Banks Report Losses in 2020By Peter Appleby | Mon, 10/26/2020 - 19:04
The pandemic-fueled lockdown that has propelled the growth of digital banking has hit banks’ bottom lines, with the majority reporting finer profit margins – or straight up losses – for the first eight months of the year.
A report published by El Financiero today states of the 50 banks surveyed in Mexico, “26 reported a contraction in profits, 14 registered losses and only 10 achieved an increase in profits.”
Of the banks included, Banco Azteca reported the greatest losses, some MX$4.394 billion (around US$210 million), while Citibamex’s profits showed a 50.2 percent drop in profits and Scotiabank endured a 47 percent drop. Meanwhile, Barclays, JP Morgan and Bank of America all showed a strong performance over the last eight months, enjoying 362 percent, 105 percent and 57 percent growth in profits respectively, said the article.
The banking sector faced a multitude of problems presented by the COVID-19 virus that has swept across the globe since it was declared a pandemic by the World Health Organization on March 11.
Aside from the widespread closure of local branches and the subsequent drop in trade, partially offset by the onboarding of many users into digital channels, income from credits and loans is likely to have dropped as sections of the population and businesses braced themselves for reductions in income and job losses.
The situation of banks in Mexico is far from unique. In July, a report from consulting firm Oliver Wyman Group reported that European banks were preparing themselves ahead of expected losses, including €400 billion (around US$472.4 billion) in credit losses, and said that banks will need to look at cost reduction measures over the next several years.
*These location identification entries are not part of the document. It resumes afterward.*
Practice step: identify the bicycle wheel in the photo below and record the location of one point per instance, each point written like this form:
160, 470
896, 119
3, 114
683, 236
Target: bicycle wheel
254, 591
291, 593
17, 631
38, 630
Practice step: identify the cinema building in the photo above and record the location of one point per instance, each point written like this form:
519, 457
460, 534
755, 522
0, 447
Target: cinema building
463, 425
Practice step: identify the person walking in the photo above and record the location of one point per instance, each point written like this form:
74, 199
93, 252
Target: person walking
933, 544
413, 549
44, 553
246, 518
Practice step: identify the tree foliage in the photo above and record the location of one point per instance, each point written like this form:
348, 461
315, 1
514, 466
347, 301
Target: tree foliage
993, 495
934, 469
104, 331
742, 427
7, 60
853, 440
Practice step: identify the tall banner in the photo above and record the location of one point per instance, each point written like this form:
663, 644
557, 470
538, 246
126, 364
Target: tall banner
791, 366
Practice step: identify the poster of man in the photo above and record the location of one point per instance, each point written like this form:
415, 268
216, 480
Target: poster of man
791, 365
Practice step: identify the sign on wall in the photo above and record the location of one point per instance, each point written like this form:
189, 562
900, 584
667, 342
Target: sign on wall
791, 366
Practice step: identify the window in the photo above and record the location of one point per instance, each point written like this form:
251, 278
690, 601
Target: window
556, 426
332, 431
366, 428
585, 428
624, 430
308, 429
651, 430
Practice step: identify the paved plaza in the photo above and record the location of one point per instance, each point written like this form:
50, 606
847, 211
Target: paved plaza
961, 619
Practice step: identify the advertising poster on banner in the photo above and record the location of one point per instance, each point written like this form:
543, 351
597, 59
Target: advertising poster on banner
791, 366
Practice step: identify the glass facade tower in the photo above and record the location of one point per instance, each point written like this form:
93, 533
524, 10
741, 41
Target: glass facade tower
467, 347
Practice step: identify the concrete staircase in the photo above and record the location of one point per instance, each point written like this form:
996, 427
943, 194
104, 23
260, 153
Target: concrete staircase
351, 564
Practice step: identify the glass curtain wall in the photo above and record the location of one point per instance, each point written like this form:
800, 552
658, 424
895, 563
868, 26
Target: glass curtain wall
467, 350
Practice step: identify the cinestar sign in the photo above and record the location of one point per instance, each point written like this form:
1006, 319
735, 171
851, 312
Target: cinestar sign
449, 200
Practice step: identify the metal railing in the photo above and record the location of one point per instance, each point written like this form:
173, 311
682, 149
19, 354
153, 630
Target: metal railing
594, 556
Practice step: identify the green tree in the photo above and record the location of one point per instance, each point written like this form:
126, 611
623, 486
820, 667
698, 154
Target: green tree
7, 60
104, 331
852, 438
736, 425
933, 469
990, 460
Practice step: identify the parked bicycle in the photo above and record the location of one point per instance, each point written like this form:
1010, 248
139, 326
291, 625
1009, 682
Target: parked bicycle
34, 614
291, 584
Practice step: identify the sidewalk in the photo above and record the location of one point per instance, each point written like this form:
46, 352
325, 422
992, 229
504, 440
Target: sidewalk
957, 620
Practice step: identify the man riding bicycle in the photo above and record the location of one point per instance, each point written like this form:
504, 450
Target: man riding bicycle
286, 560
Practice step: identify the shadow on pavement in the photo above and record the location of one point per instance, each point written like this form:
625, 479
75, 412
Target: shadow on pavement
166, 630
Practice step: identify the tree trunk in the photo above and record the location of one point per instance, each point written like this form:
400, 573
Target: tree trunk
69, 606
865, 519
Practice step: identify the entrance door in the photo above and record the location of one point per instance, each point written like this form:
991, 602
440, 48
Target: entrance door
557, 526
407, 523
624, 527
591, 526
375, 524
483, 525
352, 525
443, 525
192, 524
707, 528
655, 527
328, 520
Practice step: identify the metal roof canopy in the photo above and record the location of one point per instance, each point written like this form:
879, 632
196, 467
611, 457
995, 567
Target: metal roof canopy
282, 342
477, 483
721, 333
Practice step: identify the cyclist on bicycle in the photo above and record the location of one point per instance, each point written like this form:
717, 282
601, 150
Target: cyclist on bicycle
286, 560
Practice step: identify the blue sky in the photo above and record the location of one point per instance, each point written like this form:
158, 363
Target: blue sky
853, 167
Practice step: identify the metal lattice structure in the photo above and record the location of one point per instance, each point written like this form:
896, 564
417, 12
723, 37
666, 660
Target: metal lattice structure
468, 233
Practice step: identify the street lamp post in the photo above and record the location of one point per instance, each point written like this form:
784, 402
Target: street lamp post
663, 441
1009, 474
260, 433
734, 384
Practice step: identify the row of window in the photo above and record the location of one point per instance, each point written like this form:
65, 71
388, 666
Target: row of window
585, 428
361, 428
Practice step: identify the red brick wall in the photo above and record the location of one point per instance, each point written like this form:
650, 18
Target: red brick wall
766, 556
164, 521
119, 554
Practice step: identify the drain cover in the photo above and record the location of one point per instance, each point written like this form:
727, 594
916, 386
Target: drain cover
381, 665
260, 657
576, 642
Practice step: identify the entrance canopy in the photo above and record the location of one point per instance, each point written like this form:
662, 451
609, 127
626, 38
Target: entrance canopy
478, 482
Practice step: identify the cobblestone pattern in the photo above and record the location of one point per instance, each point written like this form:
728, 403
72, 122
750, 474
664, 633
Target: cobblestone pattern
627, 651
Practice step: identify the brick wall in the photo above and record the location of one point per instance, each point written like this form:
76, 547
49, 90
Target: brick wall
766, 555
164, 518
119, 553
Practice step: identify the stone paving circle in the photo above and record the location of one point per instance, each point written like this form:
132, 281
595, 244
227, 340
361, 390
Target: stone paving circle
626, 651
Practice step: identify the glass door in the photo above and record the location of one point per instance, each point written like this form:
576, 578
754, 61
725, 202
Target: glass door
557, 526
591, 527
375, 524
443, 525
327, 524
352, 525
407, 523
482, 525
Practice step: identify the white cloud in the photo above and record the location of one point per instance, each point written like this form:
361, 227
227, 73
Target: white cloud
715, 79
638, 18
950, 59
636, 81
This is a scenario that may also play out given BBVA’s expectations from its 3Q20 financial report that Mexico’s economy will take four years to recover from the economic impact of COVID-19. While there were positives to be seen in the last few months, underlying problems remained.
“Despite the supply-driven economic rebound in Q3, formal employment continues to show signs of weakness. We anticipate a slow recovery and pre-pandemic employment levels will not be reached until 2024,” said the report.